Depois da ceia arrumada a cozinha, às vezes a minha mãe sentava-se ao balcão e cantava. Cantava um desses romances de que entendia melhor o ritmo do que as palavras. E não tardava que outras vozes se misturassem com a sua, e não raramente se lhes juntava o som ácido de um realejo, ou do harmónio menos acidulado.

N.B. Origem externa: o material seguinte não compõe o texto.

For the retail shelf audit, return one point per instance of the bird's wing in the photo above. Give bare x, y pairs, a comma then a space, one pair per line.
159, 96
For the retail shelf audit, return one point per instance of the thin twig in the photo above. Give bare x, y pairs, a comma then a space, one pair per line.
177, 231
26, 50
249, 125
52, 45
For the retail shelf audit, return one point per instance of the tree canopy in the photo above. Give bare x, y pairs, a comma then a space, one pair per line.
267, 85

E foram esses ritmos, essas palavras de misterioso significado que me cativaram e passaram aos meus versos, mas isso só o soube mais tarde, depois de percorrer em livros outros caminhos. Porque esta é a poesia que sempre foi a minha: uma voz que no corpo se faz alma para que noutras almas regresse ao corpo. Essa poesia teve origem nestas terras, entre a luz esfarelada e a poeira levantada por cabras e ovelhas, rompeu na boca e no olhar daquela gente, despertou com o calor de outros corpos em enxergas de folhelho ou sobre a palha rala de alguma choça de pastor, quando eu anos mais tarde ali vinha ritualmente passar as férias grandes – grandes, grandes, grandes, porque então nem os dias nem as noites tinham fim. Será preciso dizer que foi também nestas terras que os sentidos despertaram e se abandonaram ao desejo de outro corpo?

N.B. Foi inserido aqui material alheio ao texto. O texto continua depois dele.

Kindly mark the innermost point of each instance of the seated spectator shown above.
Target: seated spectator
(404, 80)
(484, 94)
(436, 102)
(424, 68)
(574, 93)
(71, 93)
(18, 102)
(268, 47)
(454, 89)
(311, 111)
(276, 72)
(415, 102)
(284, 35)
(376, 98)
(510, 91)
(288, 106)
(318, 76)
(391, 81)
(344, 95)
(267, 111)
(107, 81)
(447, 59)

Mas não foi só o amor, também a desordem e a morte foi aqui que primeiramente as toquei ou pressenti: às vertentes da poesia e da morte chega-se da mesma maneira. Lembro-me com rigor do nosso primeiro encontro, da primeira vez que nos fitámos nos olhos. Eu devia ter uns cinco anos e andava com a mãe e as tias no lameiro: elas regavam e eu chafurdava nos regos de água entre o milho alto e os feijoeiros pesados. De repente, minha mãe disse-me vem aí o teu pai.

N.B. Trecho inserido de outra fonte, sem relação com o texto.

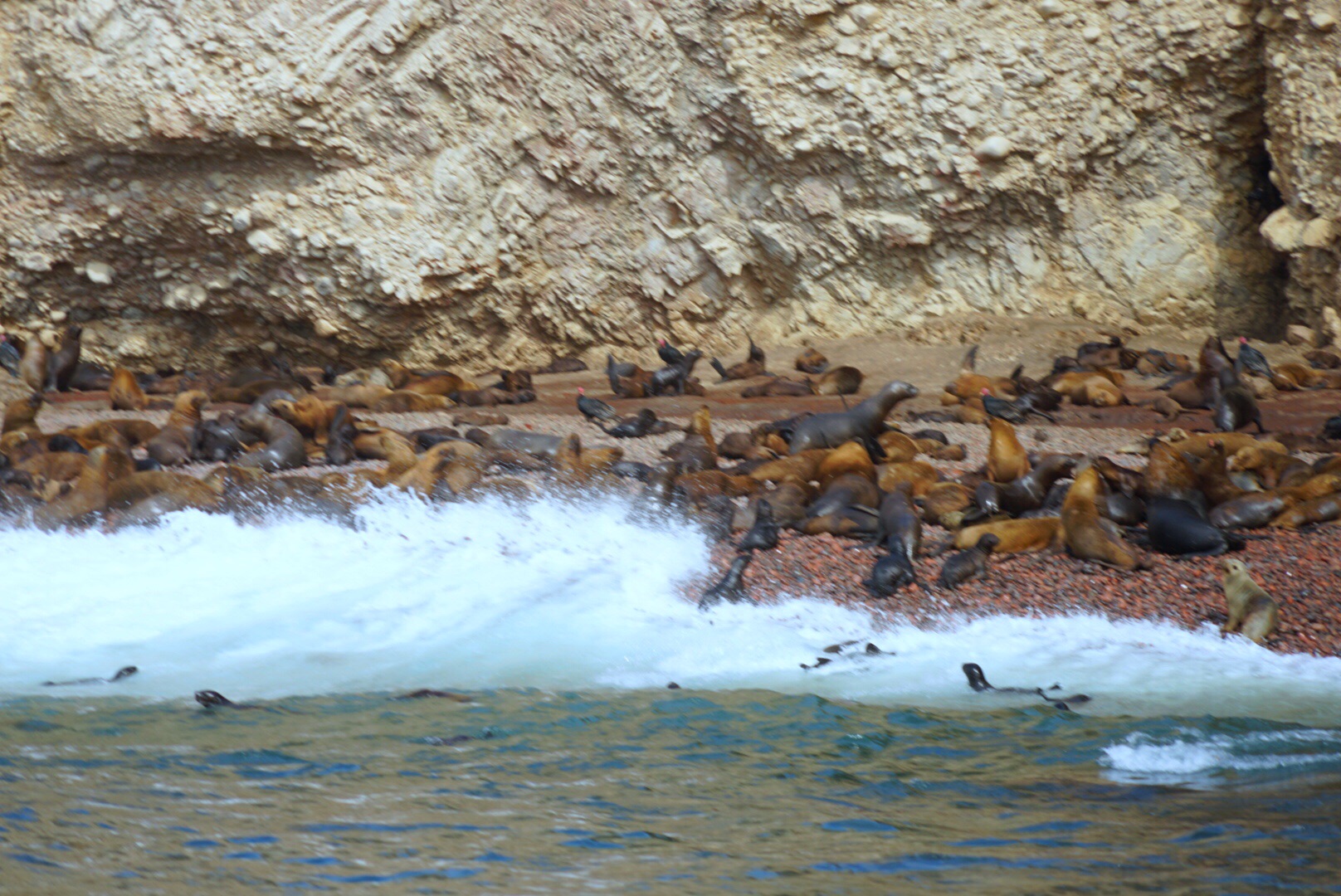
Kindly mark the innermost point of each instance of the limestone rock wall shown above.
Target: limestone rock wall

Era impossível que não tivesse já ouvido aquela palavra, mas a mim sempre me pareceu que a escutara então pela primeira vez. Olhei: no caminho que passava rente às nossas terras, ele ia-se aproximando a cavalo, a mãe dele ao lado, na égua; certamente fora esperá-lo à estação, haviam atravessado a Póvoa, e agora ali estavam, cada vez mais próximos, a caminho do «monte do Ribeiro», de que ela era soberana e ele vassalo obediente. Eu estava em cima de um cômoro, na minha frente o senhorito parava o cavalo. Olhava-me sem se apear para um beijo ou uma festa. Também não me mexi, nem disse uma palavra. Por fim ouvi-lhe a voz: – Andas descalço? Foi minha mãe, que não estava longe, sem contudo ter interrompido o trabalho, quem lhe respondeu. – Diz-lhe que te compre umas botas, que tem obrigação disso. – Então, ele meteu a mão no bolso do colete, tirou umas moedas, talvez fossem escassas, pediu ajuda à mulher do lado, que se desculpou de não ter dinheiro consigo, aproximou-se mais, a mão estendida. Recusei virando-lhe as costas. Sem uma palavra, corri para a minha mãe: só ela era meu pai, o homem que vinha de ver pela primeira vez ia recusá-lo a vida inteira. Inteiramente.